Gartner identifies 5 stages in the evolution of the maturity of sales & operations planning of an organization: React, Anticipate, Integrate, Collaborate & Orchestrate (link here). It is critical to assess and determine the current stage of maturity of 5 dimensions (5 Ps) of Sales & Operations Planning, namely, People, Processes, Platforms, Policies / Practices and Performance.

1. People, i.e., internal & external expertise available to an organization.

A client in the CPG industry held weekly training sessions for 15+ planners (driven by internal business and IT resources with our help) followed by exams with Multiple Choice Questions. They also pitted teams of planners against each other in the games of Jeopardy & Family Feud with questions focused on real life scenarios that the company encounters, supply chain basics and solution functionality. Each member of the winning teams received $25-$100 gift cards. Suffice to say, there was a dramatic improvement in the expertise level of the planners within 3-6 months.

2. Processes to successfully plan, execute and collaborate across S&OP functions on a repetitive basis.

Another client in the hi-tech industry was using advanced safety stock planing methods for its inventory planning process with a very elaborate sequence of steps for the determination of demand and supply variability and then the safety stock. However, there were several assumptions incorporated in the process that were wrong or no longer valid. The net result was that the planners simply did not believe the recommended safety stock quantities. Even worse, there was no well-defined and consistent process to help planners correct the safety stock quantities. This meant biases of individual planners based on their experience resulted in different approaches to “correcting” safety stock.
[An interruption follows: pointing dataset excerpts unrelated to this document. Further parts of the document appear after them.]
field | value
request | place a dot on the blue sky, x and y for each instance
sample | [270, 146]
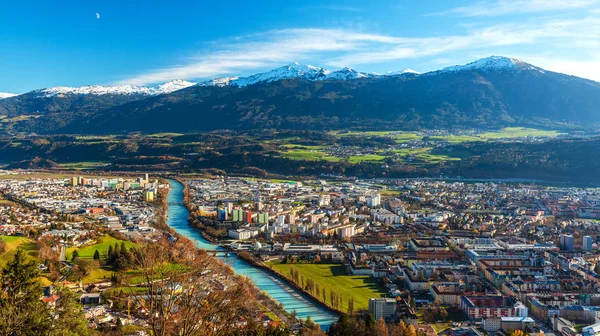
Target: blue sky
[76, 42]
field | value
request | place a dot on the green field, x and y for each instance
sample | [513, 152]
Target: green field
[308, 154]
[82, 165]
[87, 252]
[366, 158]
[13, 243]
[505, 133]
[334, 278]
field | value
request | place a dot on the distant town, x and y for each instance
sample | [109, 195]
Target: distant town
[441, 256]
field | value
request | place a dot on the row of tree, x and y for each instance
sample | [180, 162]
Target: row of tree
[367, 326]
[22, 312]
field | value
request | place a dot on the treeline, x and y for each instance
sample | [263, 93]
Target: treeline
[23, 313]
[336, 300]
[367, 326]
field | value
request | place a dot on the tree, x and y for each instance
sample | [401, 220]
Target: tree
[411, 331]
[68, 315]
[21, 310]
[351, 306]
[75, 255]
[178, 311]
[380, 328]
[109, 253]
[370, 321]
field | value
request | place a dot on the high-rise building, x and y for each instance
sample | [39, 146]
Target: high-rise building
[587, 243]
[262, 218]
[237, 215]
[383, 308]
[222, 214]
[567, 242]
[374, 201]
[247, 217]
[149, 196]
[324, 200]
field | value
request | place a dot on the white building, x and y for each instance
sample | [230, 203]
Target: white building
[374, 201]
[382, 308]
[242, 234]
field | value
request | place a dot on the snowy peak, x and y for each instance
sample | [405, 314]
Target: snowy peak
[174, 85]
[493, 63]
[99, 90]
[402, 72]
[292, 70]
[6, 95]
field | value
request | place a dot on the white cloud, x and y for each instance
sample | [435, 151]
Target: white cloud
[506, 7]
[340, 47]
[585, 68]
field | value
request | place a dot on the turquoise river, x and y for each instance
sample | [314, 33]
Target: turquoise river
[292, 300]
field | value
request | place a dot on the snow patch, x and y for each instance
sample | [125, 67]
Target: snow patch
[168, 87]
[7, 95]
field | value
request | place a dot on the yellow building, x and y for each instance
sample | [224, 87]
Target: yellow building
[149, 196]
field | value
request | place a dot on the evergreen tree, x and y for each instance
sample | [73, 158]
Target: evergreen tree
[109, 254]
[75, 255]
[68, 315]
[21, 310]
[380, 328]
[120, 324]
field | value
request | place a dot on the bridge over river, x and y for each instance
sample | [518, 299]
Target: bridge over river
[291, 299]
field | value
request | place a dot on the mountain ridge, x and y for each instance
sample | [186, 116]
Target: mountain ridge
[492, 92]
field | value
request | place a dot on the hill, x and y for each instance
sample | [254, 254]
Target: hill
[493, 92]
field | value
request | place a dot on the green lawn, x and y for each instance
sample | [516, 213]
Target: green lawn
[308, 154]
[334, 278]
[366, 158]
[87, 252]
[13, 243]
[505, 133]
[81, 165]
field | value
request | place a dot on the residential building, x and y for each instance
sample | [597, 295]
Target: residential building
[382, 308]
[587, 243]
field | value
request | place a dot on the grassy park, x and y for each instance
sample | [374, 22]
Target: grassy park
[102, 245]
[333, 278]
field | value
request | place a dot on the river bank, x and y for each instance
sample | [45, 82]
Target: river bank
[258, 263]
[289, 297]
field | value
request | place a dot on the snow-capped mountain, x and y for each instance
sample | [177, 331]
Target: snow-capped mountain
[168, 87]
[292, 70]
[493, 63]
[402, 72]
[6, 95]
3. Platforms i.e. technology enablers facilitating all S&OP functions.

A client in the heavy machinery industry had very high levels of customization in its planning solution that had outlived its utility in the rapidly evolving business environment. This customization was actually coming in the way of the client using standard off-the-shelf functionality from its primary supply chain planing solution and dragging down overall maturity level of its S&OP functions.

4. Policies / Practices i.e., business rules & guidelines that direct how S&OP functions respond to situations & scenarios.

Another client, one of the largest industrial distributors, did not have policies in place that would have enabled planners to collaborate better with outside vendors. It could have negotiated better prices for its raw materials & trading goods in return for giving vendors visibility for its mid-term forecast and committing to buy a significant portion of it based on historical forecast accuracy.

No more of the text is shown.